‘Diamonds Do Not Sell Themselves’

Success leads to arrogance and arrogance to failure.” Devotees of Trout and Reis’s work know this line comes from their book The 22 Immutable Laws of Marketing. Those unfamiliar with their work should pick up a copy, and while you’re at your favorite bookseller’s shop, pick up their other books as well. They are quick reads and contain practical and useful thinking as the jewelry industry ponders the future without advertising support from the Diamond Trading Company. The reference to success, arrogance, and failure apply to much of the DTC’s efforts of late.

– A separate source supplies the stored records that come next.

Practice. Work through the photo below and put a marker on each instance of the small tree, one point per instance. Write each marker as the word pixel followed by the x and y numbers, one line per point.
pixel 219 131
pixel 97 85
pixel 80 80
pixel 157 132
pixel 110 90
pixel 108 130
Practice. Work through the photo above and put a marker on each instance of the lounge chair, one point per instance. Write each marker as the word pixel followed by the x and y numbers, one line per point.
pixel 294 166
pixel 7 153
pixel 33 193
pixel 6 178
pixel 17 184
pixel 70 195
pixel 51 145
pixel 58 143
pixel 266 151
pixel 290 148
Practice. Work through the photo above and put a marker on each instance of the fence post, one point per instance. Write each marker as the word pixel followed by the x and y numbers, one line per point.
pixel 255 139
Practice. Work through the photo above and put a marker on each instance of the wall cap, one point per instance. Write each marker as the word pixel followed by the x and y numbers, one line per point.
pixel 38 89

The newest effort is the development and implementation of the Forevermark as the next campaign in the jewelry marketing wars by De Beers. The luxury marketer LVMH and the DTC have combined in a joint venture to use the De Beers name at retail and now to use the new Forevermark brand as another differentiator to the ultimate consumer.

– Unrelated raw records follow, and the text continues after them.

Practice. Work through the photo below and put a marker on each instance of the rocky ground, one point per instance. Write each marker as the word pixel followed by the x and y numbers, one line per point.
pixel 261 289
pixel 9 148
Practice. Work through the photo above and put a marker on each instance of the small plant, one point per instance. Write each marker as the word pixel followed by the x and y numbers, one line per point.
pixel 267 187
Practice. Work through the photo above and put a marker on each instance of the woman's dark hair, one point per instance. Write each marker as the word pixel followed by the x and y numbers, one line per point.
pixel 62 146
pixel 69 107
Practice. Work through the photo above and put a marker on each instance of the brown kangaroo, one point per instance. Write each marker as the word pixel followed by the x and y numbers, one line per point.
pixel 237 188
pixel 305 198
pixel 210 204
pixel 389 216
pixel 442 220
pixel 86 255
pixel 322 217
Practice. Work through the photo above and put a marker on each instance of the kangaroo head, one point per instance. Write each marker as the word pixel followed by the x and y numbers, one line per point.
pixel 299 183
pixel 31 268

The Forevermark provides an icon inscribed on the table of the diamond along with a serial number, which can be seen only with a special viewer. The symbol and number signify adherence to minimum color, clarity, cut, and carat weight standards and are supported by a Forevermark grading report. Additionally, there may be a special mounting to hold this new branded diamond. Last but certainly not least is the requirement that the diamonds must be untreated natural stones that are ethically mined and cut.

Oh, have I mentioned the license fee for retailers to use the viewing device? No? It’s a $50K royalty fee per store for the privilege. Are they serious? Is this some new version of British humor? And the logic used to justify this royalty fee is “most of the profits were at the retail end.” At least they got the verb tense correct—were!

Jeff Fischer’s line, which I have used with Jeff’s permission as the title of this piece, must be key to the industry’s thinking. But I’m not at all sure that the direction of the thinking needs to be a carbon copy replacement of the old De Beers national advertising campaigns.

De Beers/DTC has for years effectively employed the divide-and-conquer philosophy in ruling the diamond business. The truth is that all advertising is local. There are 24,000 retail jewelers in the United States, and their advertising messages are the most important. De Beers built the importance of diamonds in consumers’ minds, and diamonds are firmly entrenched as symbols of the expression of love for engagements, weddings, anniversaries, birthdays, and other life events.

Perhaps the way to deal with this current advertising void is to work with the retail community to promote diamonds there, where it matters. Diamond dealers and manufacturers all have their clients. Rather than start a new campaign by bringing together the disparate elements of the diamond community and figuring out what each member’s share is, let alone a creative theme, go directly to your customers, the retail jewelers, and put the promotion dollars to work there.